Local regulation of craniofacial osteogenesis by neural crest stem cells

Objective: Craniofacial bones such as the maxilla and mandible originate from neural crest stem cells (NCSCs) that undergo intramembranous ossification. Although several studies have focused on the in vivo patterning of individual bones, there has been little work on mechanisms controlling the timing of bone formation. Understanding the temporal regulation of craniofacial osteogenesis is a prerequisite for advancing stem cell- and molecular-based therapies to treat clinical conditions specific to the face and jaw.
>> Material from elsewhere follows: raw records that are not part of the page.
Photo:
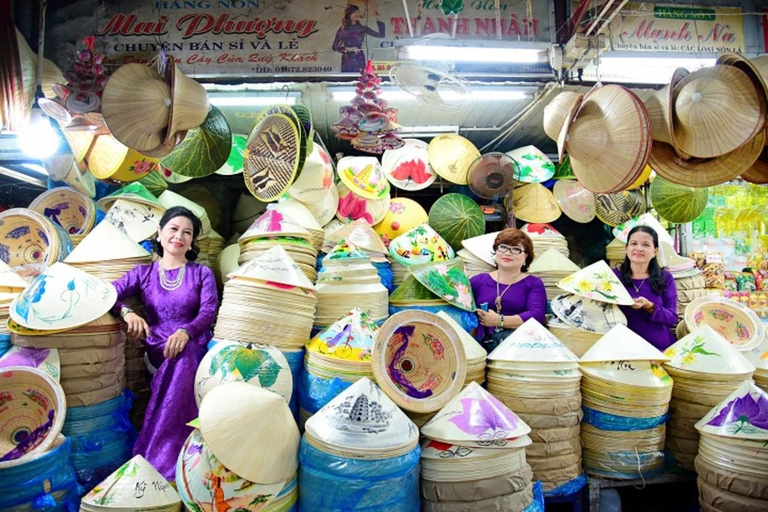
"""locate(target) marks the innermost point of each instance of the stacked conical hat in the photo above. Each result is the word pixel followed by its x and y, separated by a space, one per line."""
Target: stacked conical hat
pixel 135 486
pixel 362 423
pixel 267 295
pixel 475 442
pixel 107 253
pixel 625 398
pixel 275 228
pixel 551 266
pixel 706 369
pixel 733 452
pixel 535 374
pixel 346 280
pixel 475 353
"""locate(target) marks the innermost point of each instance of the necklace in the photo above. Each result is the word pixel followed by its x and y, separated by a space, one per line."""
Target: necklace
pixel 171 284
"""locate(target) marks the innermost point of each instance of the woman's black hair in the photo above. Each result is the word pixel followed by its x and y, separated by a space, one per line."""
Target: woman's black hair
pixel 197 227
pixel 655 273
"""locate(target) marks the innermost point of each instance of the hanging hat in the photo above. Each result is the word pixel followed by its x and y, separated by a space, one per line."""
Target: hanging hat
pixel 535 203
pixel 733 320
pixel 706 351
pixel 475 417
pixel 615 209
pixel 450 155
pixel 420 245
pixel 419 361
pixel 622 344
pixel 204 150
pixel 255 364
pixel 456 217
pixel 136 104
pixel 315 179
pixel 408 168
pixel 33 413
pixel 609 140
pixel 575 201
pixel 403 214
pixel 492 175
pixel 597 282
pixel 272 437
pixel 136 485
pixel 533 166
pixel 62 297
pixel 363 423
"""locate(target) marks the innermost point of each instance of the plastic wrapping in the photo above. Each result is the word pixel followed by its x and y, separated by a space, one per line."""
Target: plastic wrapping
pixel 328 483
pixel 605 421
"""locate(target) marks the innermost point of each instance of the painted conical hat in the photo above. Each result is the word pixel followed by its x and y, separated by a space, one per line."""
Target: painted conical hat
pixel 363 419
pixel 532 342
pixel 552 261
pixel 136 485
pixel 475 416
pixel 421 244
pixel 350 338
pixel 706 351
pixel 272 437
pixel 472 348
pixel 743 415
pixel 62 297
pixel 274 266
pixel 361 234
pixel 622 344
pixel 106 243
pixel 597 282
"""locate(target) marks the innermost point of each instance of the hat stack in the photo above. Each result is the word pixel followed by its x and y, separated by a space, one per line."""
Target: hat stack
pixel 625 398
pixel 223 465
pixel 706 369
pixel 533 373
pixel 733 452
pixel 552 267
pixel 107 253
pixel 473 456
pixel 275 228
pixel 348 280
pixel 336 357
pixel 269 294
pixel 136 485
pixel 545 237
pixel 360 452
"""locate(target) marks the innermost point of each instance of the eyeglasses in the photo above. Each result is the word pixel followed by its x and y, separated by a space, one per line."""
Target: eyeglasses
pixel 505 249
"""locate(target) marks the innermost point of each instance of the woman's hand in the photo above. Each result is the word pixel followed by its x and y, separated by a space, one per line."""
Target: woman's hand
pixel 175 344
pixel 136 325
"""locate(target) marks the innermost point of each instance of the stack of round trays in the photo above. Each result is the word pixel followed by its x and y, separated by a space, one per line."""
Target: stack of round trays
pixel 706 369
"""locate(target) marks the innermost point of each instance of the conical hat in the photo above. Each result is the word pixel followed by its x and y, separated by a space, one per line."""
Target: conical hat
pixel 363 419
pixel 706 351
pixel 552 261
pixel 62 297
pixel 264 452
pixel 274 266
pixel 361 234
pixel 597 282
pixel 482 246
pixel 622 344
pixel 350 338
pixel 421 244
pixel 106 243
pixel 475 416
pixel 743 415
pixel 535 203
pixel 136 485
pixel 532 342
pixel 472 348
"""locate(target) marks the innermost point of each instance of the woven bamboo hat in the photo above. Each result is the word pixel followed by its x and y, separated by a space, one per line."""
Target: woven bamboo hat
pixel 136 104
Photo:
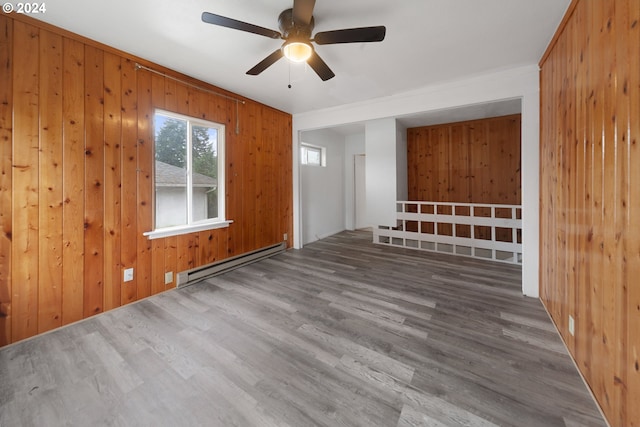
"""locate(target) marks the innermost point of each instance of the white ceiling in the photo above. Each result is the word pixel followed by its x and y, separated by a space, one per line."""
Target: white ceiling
pixel 427 42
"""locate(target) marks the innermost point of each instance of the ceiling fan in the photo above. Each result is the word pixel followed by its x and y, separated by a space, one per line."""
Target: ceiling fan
pixel 296 25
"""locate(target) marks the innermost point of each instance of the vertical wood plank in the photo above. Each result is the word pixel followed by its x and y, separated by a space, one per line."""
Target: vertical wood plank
pixel 129 166
pixel 157 266
pixel 630 301
pixel 50 183
pixel 25 251
pixel 456 162
pixel 145 188
pixel 6 160
pixel 94 182
pixel 598 52
pixel 621 135
pixel 73 182
pixel 112 181
pixel 170 259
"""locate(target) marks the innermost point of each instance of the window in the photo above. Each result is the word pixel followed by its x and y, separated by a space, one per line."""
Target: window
pixel 313 155
pixel 189 174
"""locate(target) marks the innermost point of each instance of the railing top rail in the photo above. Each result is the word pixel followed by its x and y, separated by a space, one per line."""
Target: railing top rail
pixel 488 205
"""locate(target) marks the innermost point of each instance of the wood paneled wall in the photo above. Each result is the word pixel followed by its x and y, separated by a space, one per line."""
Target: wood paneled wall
pixel 76 178
pixel 475 161
pixel 590 197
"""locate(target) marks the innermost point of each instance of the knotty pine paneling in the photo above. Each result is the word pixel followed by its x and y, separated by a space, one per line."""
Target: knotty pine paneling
pixel 76 178
pixel 6 161
pixel 590 197
pixel 475 161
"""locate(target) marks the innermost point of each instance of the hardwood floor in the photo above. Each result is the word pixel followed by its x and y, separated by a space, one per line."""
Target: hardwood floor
pixel 341 333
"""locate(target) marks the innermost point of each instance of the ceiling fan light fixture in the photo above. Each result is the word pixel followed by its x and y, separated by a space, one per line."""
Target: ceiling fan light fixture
pixel 297 51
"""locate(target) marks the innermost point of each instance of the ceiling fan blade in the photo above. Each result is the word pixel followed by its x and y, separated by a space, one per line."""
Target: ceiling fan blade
pixel 265 63
pixel 223 21
pixel 351 35
pixel 303 11
pixel 320 67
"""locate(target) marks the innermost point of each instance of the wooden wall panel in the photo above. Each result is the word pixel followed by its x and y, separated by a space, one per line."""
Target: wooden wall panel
pixel 24 242
pixel 112 181
pixel 50 183
pixel 476 161
pixel 6 161
pixel 129 167
pixel 76 182
pixel 73 182
pixel 94 181
pixel 589 232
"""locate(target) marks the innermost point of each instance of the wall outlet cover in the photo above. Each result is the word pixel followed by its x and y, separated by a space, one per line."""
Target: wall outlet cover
pixel 128 274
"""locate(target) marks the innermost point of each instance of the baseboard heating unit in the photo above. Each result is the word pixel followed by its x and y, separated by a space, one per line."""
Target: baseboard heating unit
pixel 192 276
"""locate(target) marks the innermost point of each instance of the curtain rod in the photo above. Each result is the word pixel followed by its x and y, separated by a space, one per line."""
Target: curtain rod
pixel 222 95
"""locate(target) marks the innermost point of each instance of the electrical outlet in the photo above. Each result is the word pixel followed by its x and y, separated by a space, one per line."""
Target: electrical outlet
pixel 572 326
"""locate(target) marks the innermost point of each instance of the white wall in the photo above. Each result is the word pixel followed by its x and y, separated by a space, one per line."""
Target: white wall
pixel 402 172
pixel 380 144
pixel 322 188
pixel 521 82
pixel 353 145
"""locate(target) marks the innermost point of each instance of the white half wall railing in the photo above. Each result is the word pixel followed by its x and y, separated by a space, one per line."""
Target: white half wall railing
pixel 492 232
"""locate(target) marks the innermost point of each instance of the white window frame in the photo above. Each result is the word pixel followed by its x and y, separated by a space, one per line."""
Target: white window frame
pixel 209 223
pixel 304 148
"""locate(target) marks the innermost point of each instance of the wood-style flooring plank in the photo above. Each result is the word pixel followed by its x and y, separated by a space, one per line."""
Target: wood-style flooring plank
pixel 340 333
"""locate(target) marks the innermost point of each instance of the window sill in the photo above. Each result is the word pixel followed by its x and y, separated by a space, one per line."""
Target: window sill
pixel 185 229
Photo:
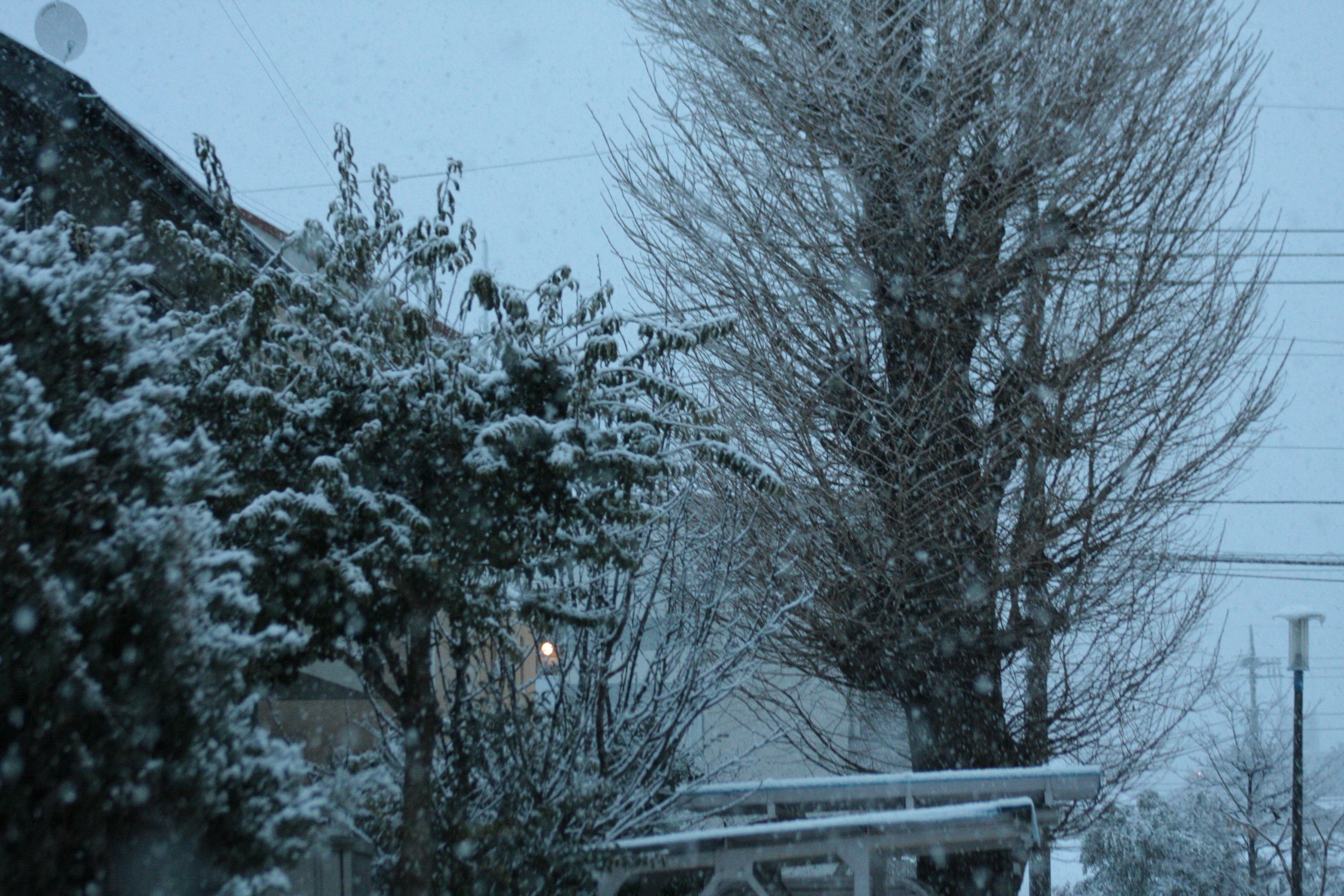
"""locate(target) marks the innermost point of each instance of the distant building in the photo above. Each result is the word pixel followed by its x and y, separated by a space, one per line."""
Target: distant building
pixel 78 155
Methods: Avians are an ideal model system for such investigations due to the availability and accessibility of their embryos. In particular, quail and duck, which show relatively large differences in their embryonic maturation rates (17 versus 28 days to hatching, respectively), can be exploited to identify molecular mechanisms that control the timing of key events during craniofacial osteogenesis such as osteocyte specification, proliferation, matrix deposition, and mineralization. Moreover, the integration of other processes that may influence osteogenesis, such as vascularization and resorption, can also be studied concomitantly. Unilateral transplants of premigratory NCSCs were performed between stage-matched duck and quail embryos. Chimeras were grown to specific stages corresponding to the progression of osteogenesis. Molecular, cellular, and histological analyses were undertaken to identify donor-induced changes in the timing of osteogenesis. Alterations to vasculogenesis and osteoclast activity in the host were also assayed by injecting fluorescent microbeads and whole-embyro TRAP staining, respectively.

Results: NCSC-derived mesenchyme controls the timing of osteocyte specification, proliferation, matrix deposition, and mineralization. In addition, vasculogenesis and osteoclast activity are influenced in the host.

Conclusion: Our results demonstrate that the NCSC-derived local environment predominantly regulates the timing of each step during craniofacial osteogenesis.